Important recent development with respect to the use of tracking cookies for analytics and marketing purposes on websites, further to a judgment of the European Court of Justice (ECJ) in the “Planet49” case on 1 October 2019 (case C-673/17).
Admissible practice prior to the ECJ “Planet49” judgment
Cookies are small text files that are placed on users’ devices to collect information for various purposes, such as to remember a user’s preference, to tailor shown ads and to enable website operators to analyse traffic)
Cookies were thus often installed at the time of first access to a website. Such cookies would then immediately start collecting personal data and other information.
Why was such practice largely considered permissible?
Post GDPR, the legal situation in relation to cookies became somewhat unclear because of the fact that the ePrivacy Directive was not replaced yet.
Despite this potential uncertainty, the above practice was still considered acceptable post GDPR by a large number of EU data protection authorities. Indeed, the consent under the ePrivacy Directive was considered different and more easy to obtain than consent under the GDPR, as the implementation of the ePrivacy Directive in the various EU member states does not refer to GDPR-standard consent.
The European Data Protection Board (EDPB) issued a written opinion in March 2019 addressing the interplay between the ePrivacy Directive and the GDPR. Although not specifically addressed in the EDPB’s opinion, some suggested that the EDPB’s opinion was to be interpreted as meaning that all references to “consent” in the ePrivacy Directive means consent as defined by the GDPR.
In their guidance notes issued in July 2019, the French and UK data protection authorities (the CNIL and ICO) clearly stated (i) that it is the GDPR standard of consent that must be obtained before placing cookies on users’ devices and
(ii) that users must take a clear and positive action to give their consent to cookies (and continuing to use a website does not constitute such as valid consent).
It is worth noting that, on certain aspects, such guidance documents go further than the current draft of the new ePrivacy Regulation (dd. 4 October 2019) which is due to replace the existing ePrivacy Directive (e.g. the current draft permits operators to place first or third party cookies on users’ devices without consent for “audience measuring”, i.e. to analyse traffic passing through their websites for the purpose of optimising the service).
The ECJ “Planet49” judgment of 1 October 2019
The ECJ ruled in its “Planet49” judgment that the GDPR-standard consent also applies to the setting of cookies under the ePrivacy Directive, thereby following the interpretation of the CNIL and the ICO.
Therefore, an active and informed consent is required for placing cookies and profiling technologies including advertising cookies (but not for strictly necessary cookies).

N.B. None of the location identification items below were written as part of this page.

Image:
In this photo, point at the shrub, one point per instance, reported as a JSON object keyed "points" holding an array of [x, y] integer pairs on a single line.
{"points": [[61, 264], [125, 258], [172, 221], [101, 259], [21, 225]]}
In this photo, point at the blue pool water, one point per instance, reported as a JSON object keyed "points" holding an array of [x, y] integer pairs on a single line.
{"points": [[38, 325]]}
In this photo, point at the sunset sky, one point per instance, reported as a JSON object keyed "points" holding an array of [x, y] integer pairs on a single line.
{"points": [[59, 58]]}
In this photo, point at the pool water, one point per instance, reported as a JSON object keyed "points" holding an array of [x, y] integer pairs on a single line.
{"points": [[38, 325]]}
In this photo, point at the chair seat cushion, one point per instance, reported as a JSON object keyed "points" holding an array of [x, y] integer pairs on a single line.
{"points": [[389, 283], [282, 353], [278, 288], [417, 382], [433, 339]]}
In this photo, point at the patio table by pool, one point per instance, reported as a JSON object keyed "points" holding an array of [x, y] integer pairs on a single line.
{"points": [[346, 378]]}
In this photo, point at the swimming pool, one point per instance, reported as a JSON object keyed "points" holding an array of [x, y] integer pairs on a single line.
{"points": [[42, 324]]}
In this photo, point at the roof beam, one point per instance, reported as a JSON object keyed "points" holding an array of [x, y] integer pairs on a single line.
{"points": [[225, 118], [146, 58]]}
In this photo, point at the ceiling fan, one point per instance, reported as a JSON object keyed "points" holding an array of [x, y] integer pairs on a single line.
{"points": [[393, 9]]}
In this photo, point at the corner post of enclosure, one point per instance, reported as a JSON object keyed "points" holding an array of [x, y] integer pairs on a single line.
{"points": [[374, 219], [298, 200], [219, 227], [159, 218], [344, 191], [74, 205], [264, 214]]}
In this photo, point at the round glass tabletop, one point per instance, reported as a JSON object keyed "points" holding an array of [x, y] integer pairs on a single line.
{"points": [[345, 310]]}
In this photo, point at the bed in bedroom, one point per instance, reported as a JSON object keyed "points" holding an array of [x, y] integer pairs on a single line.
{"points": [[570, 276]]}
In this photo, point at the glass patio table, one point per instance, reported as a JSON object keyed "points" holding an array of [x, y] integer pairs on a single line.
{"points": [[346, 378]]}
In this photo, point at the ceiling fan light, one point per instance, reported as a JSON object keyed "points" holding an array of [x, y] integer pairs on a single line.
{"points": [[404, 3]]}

Pre-ticked boxes, for example, are not a valid mean to obtain consent.
In addition, the ECJ confirmed that it does not matter whether personal data are collected through the cookies and that consent must be obtained even when the placement of cookies does not involve the processing of personal data.
The ECJ also ruled that the controller should inform users of the lifespan of each cookie and on any third parties access to information collected through such cookies, prior to obtaining their consent.
Practical implications and recommendations
While the ICO and CNIL’s guidance and the ECJ’s “Planet49” judgment may be subject to criticism, it is likely the requirement of a GDPR-standard consent will be confirmed by the future ePrivacy Regulation (with a number of exceptions for certain types of cookies).
Accordingly, a prudent approach would consist in reviewing as soon as possible existing cookies practices, including the manner in which user consent is obtained, along with existing cookie banners, cookies information notices and consent management.